On a.d. ii Ides July, Gildersleeve’s Latin Grammar arrived: 567 pages in densely packed 8-point type, a forbidding volume that might well have contributed to giving the study of Latin a bad name.
Paging through the beginning, which was much like most grammars, laying out the parts of speech, the declensions, and conjugations, I was thrilled to find on page 123 “Formation of Words.” First, there were two pages on the formation of substantives, ranging from agency (indicated by endings of -tor, -tric, -trix), diminutives (-lo, -la, and -lus) and, behold, on page 127, a list of “The Suffixes in Detail,” which gave a breakdown of Latin nouns and adjectives arranged by suffix: Out of 250 entries, not one -id appeared. Adding insult to injury, Gildersleeve didn’t include adverbs in “The Suffixes in Detail,” so I learned no new -ims.
I decided to rest my brain with a game of Scrabble. I scored my highest word ever—unstrung—for 131 points. And believe it or not, I found it all by myself.
CHAPTER 8
Disce quasi semper victurus; vive quasi cras moriturus.
Learn as though you will live forever; live as though you will die tomorrow.
—St. Edmund of Abingdon
My third year of studies was one of consolidation and consolation, poetry and lost possessions. Fall semester I studied the lyric poets at Vassar, spring semester Ovid at Bard. James Romm, the Latinist at Bard who didn’t allow first-year auditor
s, had contacted me in August through Facebook of all places, wanting to consult with me about his book, which had been recently published, and the next on which he was working. At the end of our meeting, I reminded him, “You probably don’t remember, but I contacted you two years ago about taking your beginning Latin class. I’ve since been attending Vassar.”
He didn’t remember that e-mail exchange but said, “You’re clearly a serious student. You’re welcome to audit a class with me at Bard if you like.”
Since I’d already asked permission from the professor at Vassar, Rob Brown, to attend his lyric poetry class, I stuck to Vassar for the fall but used James’s kind agency to shorten my winter commute and study Ovid at Bard with his colleague Ben Stevens during spring semester. It would be like my junior semester abroad. How odd that modern social media facilitated expanding my ancient pursuit.

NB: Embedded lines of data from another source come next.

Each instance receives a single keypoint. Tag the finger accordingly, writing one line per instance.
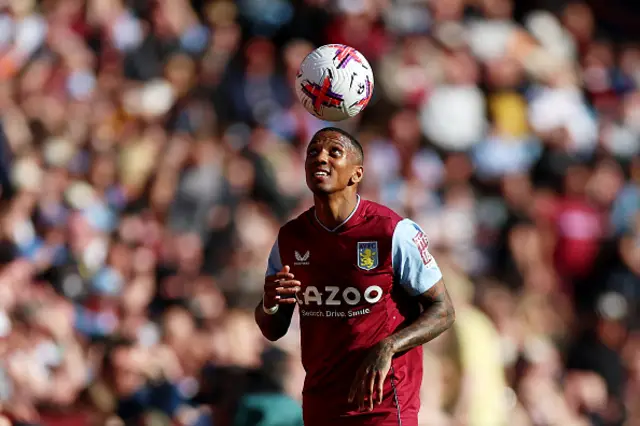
(284, 275)
(288, 283)
(289, 289)
(380, 388)
(354, 386)
(279, 277)
(368, 391)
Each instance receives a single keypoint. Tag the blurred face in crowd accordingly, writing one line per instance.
(332, 164)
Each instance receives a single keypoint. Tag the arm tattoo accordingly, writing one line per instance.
(438, 316)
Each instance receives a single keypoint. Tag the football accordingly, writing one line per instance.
(334, 82)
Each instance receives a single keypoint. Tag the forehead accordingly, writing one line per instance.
(328, 138)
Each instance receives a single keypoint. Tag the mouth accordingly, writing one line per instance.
(321, 173)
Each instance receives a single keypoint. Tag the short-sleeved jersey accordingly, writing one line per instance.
(359, 283)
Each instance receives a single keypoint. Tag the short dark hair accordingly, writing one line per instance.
(357, 148)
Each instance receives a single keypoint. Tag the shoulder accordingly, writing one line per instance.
(382, 217)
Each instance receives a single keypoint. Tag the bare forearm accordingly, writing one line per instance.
(433, 322)
(438, 316)
(274, 326)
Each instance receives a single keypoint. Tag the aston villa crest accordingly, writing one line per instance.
(367, 255)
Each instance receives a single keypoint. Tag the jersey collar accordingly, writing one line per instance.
(355, 209)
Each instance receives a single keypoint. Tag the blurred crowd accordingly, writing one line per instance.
(150, 150)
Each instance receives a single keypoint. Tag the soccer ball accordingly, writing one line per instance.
(334, 82)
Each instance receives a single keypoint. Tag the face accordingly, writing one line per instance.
(331, 164)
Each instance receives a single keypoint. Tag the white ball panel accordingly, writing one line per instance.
(335, 82)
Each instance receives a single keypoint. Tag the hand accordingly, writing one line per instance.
(279, 285)
(370, 377)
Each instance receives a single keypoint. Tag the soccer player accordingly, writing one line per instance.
(369, 295)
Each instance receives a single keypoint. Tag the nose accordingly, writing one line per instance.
(321, 158)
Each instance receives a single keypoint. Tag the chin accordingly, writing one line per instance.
(320, 189)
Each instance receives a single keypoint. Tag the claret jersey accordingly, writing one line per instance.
(359, 283)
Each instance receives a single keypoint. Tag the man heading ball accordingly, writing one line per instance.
(369, 294)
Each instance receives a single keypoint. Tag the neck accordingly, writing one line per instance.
(333, 209)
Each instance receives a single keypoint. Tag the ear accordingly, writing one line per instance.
(357, 175)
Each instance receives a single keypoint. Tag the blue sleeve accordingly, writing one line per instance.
(274, 264)
(413, 266)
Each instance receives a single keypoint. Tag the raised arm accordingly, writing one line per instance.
(275, 310)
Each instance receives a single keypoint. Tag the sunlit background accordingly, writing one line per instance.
(151, 150)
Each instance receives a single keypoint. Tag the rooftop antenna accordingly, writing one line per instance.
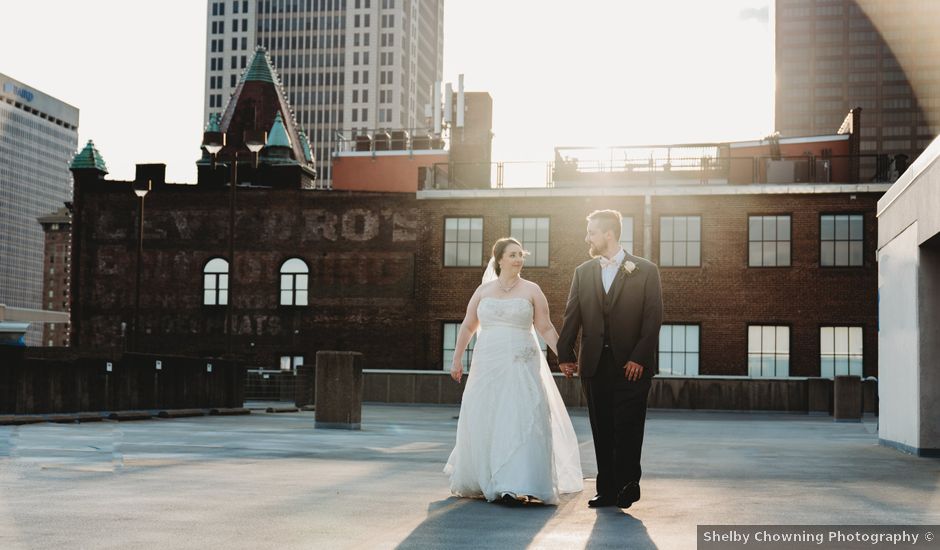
(436, 103)
(460, 101)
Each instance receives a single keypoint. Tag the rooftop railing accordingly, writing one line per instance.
(669, 170)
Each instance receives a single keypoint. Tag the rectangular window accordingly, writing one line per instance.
(841, 240)
(463, 242)
(215, 289)
(679, 350)
(533, 234)
(680, 241)
(840, 351)
(291, 362)
(768, 241)
(626, 233)
(768, 351)
(449, 345)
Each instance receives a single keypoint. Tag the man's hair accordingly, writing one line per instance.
(607, 220)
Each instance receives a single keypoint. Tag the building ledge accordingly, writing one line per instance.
(658, 190)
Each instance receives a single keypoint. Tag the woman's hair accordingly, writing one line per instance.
(499, 247)
(608, 220)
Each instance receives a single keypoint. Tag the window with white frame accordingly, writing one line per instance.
(463, 242)
(680, 241)
(289, 363)
(626, 233)
(768, 241)
(679, 350)
(840, 351)
(768, 351)
(450, 344)
(294, 276)
(215, 283)
(841, 240)
(533, 234)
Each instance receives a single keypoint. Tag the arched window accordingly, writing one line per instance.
(294, 282)
(215, 283)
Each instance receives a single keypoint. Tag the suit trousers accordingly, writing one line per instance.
(617, 408)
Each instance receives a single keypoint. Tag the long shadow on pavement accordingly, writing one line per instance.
(615, 529)
(471, 523)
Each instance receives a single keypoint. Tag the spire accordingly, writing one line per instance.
(278, 137)
(213, 125)
(259, 70)
(305, 143)
(88, 158)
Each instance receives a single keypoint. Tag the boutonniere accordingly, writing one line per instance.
(628, 268)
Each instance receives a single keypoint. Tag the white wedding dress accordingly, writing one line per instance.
(513, 434)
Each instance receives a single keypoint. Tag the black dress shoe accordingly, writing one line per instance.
(508, 499)
(629, 494)
(600, 501)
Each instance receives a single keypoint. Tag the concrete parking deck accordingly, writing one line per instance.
(273, 481)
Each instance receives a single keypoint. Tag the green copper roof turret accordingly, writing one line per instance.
(306, 146)
(213, 125)
(278, 137)
(259, 69)
(89, 157)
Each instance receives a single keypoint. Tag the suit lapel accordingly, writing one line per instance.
(598, 283)
(619, 280)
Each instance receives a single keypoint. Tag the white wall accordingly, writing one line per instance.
(898, 352)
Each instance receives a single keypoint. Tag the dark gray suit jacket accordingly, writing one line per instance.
(636, 313)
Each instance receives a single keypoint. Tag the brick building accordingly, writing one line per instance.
(767, 260)
(56, 263)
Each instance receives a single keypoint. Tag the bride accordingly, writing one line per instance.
(515, 442)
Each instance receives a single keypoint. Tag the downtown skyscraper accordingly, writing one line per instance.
(38, 137)
(835, 55)
(346, 66)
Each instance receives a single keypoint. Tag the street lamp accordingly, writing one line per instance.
(141, 191)
(214, 143)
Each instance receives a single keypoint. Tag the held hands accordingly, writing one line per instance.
(568, 369)
(456, 370)
(632, 371)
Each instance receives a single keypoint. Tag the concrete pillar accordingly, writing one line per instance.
(817, 396)
(339, 390)
(306, 383)
(847, 399)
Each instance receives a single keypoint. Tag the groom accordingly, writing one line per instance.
(616, 303)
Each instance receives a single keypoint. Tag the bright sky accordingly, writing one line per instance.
(608, 72)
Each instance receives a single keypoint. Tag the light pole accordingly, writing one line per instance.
(141, 193)
(214, 143)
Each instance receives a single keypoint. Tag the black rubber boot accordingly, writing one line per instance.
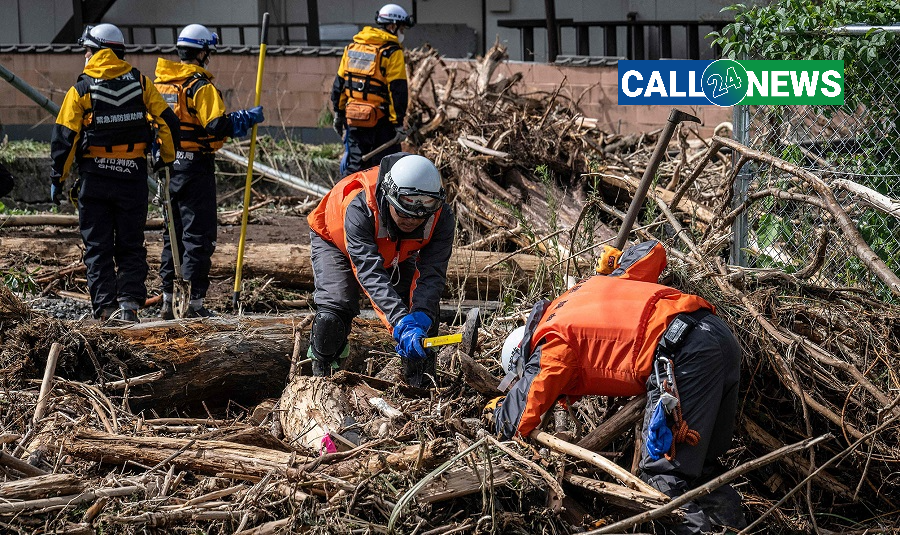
(421, 373)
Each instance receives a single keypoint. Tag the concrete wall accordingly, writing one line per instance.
(296, 91)
(37, 21)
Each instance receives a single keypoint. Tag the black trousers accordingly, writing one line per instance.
(361, 141)
(707, 373)
(194, 205)
(112, 213)
(338, 291)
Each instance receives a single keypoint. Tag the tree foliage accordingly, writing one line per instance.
(805, 29)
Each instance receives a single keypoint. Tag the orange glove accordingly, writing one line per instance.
(493, 404)
(609, 260)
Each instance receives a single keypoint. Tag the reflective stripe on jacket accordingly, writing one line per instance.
(353, 217)
(189, 91)
(105, 121)
(598, 338)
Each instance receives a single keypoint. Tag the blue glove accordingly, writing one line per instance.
(243, 120)
(659, 436)
(56, 192)
(409, 333)
(156, 157)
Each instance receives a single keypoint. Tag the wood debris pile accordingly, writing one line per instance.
(164, 425)
(523, 166)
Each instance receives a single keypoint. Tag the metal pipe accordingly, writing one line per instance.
(30, 92)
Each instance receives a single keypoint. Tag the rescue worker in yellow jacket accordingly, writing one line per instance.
(370, 95)
(625, 335)
(385, 230)
(188, 88)
(106, 124)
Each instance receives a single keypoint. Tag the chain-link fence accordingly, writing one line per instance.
(854, 148)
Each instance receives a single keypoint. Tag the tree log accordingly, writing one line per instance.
(33, 488)
(244, 359)
(610, 429)
(462, 481)
(209, 457)
(617, 495)
(423, 456)
(290, 265)
(796, 462)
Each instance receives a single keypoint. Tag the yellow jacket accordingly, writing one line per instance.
(388, 82)
(105, 121)
(189, 91)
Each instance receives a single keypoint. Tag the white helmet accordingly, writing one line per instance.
(102, 36)
(511, 357)
(413, 187)
(512, 349)
(393, 14)
(197, 36)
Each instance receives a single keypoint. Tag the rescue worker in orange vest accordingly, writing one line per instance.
(624, 335)
(370, 95)
(104, 124)
(188, 89)
(385, 230)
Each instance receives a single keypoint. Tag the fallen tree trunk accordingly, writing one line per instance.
(223, 358)
(610, 429)
(203, 456)
(290, 266)
(37, 487)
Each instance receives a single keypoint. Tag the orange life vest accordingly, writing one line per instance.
(611, 327)
(327, 220)
(180, 97)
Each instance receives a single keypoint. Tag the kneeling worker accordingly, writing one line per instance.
(385, 230)
(624, 335)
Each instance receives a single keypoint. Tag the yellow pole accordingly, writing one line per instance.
(235, 299)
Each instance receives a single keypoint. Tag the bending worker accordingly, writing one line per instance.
(387, 231)
(103, 124)
(370, 94)
(624, 335)
(187, 87)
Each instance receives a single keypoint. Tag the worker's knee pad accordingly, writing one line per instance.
(329, 335)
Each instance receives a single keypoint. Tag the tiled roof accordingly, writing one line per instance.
(278, 50)
(587, 61)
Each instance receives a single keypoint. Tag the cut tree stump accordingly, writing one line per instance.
(312, 407)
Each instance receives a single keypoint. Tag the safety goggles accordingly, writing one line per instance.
(202, 43)
(418, 204)
(86, 39)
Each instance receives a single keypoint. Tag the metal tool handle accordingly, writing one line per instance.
(245, 213)
(675, 116)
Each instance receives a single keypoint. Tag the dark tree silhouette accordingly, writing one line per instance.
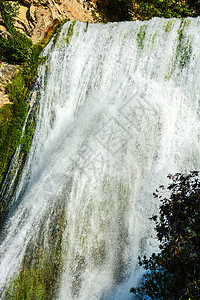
(174, 273)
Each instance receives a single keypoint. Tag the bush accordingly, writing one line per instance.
(125, 10)
(174, 273)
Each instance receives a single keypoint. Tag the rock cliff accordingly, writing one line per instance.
(35, 18)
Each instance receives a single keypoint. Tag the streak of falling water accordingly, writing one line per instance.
(119, 110)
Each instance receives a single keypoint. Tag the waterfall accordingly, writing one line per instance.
(119, 111)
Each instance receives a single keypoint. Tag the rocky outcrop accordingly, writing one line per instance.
(35, 18)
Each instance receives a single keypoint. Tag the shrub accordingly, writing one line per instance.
(174, 273)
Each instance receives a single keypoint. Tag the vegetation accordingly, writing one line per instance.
(125, 10)
(174, 273)
(15, 47)
(12, 116)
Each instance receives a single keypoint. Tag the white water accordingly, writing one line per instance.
(119, 111)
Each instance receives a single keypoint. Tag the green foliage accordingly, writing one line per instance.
(125, 10)
(15, 47)
(145, 10)
(174, 273)
(70, 31)
(115, 10)
(13, 116)
(9, 10)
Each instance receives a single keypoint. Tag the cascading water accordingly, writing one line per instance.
(119, 111)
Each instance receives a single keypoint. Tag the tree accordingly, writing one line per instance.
(174, 273)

I was now taking 300-level classes, the advanced level. The lyric poetry class at Vassar was larger than last years’ intermediate classes: There were seven students, including me. Only one student, Naftali, was there from last year—Alissa had gone off to Rome for her junior year abroad, and Roger, having fulfilled his indentured Latin servitude, wouldn’t be seen again in the department. It was explained to me that the advanced classes are often bigger than intermediate because some students come to them in their freshman year, after having taken advanced placement courses in high school.